Have you ever felt like you didn't have the right to be hurt or upset about what happened to you? That other people have had it worse, so you can't possibly complain about your situation?
If so, you're not alone. Many survivors feel that they aren't justified in their feelings of rage, loss, or betrayal because your story could have been worse.
From birth, we learn that everything has a rating. It's a "good try," or "not good enough," or "perfect." We have our best friends, our enemies, and everything in between.
It's human nature to try to make sense of things we encounter in our lives, and one way we make sense of our world is by putting things into ranked categories.
But that doesn't work with pain, and here's why.
Pain cannot be compared. It's not an objective measurement. Two people can experience the same pain, and to one it's excruciating, and the other it's a passing irritation.
Pain doesn't only "count" at a certain level of severity. Even if you could measure pain objectively, at which point can you declare it sufficiently valid? Who has the right to say for another person if it hurts enough?
Fact is, pain is pain. Your hurt is just as valid as someone else's, and it matters just as much.

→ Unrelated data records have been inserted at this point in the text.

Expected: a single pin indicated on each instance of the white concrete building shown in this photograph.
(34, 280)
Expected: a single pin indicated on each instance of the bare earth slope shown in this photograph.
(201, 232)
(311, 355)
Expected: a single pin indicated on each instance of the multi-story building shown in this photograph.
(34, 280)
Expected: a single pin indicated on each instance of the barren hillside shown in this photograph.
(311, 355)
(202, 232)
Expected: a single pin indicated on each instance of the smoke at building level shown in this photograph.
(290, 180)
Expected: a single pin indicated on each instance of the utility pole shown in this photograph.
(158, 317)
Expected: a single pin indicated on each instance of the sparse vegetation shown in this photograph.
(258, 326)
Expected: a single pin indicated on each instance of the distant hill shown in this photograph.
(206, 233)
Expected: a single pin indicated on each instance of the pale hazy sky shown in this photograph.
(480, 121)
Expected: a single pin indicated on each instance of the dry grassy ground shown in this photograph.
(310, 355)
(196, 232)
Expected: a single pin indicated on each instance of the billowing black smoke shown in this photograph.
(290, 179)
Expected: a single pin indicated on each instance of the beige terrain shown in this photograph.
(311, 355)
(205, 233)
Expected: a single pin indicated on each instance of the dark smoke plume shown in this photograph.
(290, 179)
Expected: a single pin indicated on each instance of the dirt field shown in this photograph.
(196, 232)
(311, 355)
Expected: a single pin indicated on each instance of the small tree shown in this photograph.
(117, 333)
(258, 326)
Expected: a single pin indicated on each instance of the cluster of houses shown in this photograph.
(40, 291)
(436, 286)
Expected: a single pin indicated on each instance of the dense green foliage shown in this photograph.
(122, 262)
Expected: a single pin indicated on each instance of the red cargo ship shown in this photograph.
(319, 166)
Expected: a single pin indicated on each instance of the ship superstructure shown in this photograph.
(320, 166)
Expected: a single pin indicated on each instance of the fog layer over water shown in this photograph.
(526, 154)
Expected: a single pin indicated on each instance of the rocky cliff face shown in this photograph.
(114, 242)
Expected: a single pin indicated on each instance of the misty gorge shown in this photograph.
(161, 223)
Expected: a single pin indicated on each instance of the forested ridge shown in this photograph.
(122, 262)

Accepting the validity of your own pain...and that you have as much right to be hurt as someone else does...is a path to healing from it.
It's easier said than done. Hearing the truth doesn't just take it away. But what does help you is to start living it.
How To Ditch The Pain Scale
Evaluate your pain on its' own terms, not compared to someone else's.
Accept that you have a right to feel what you feel based on what happened to you.
When you feel the urge to rate your pain, ask yourself why it's important that your pain be lesser than someone else's.
Have you ever written off your hurt by saying "someone else had it worse?" Was that helpful to you or not?
I always do that. It somehow enables me to stuff the hurt back into denial.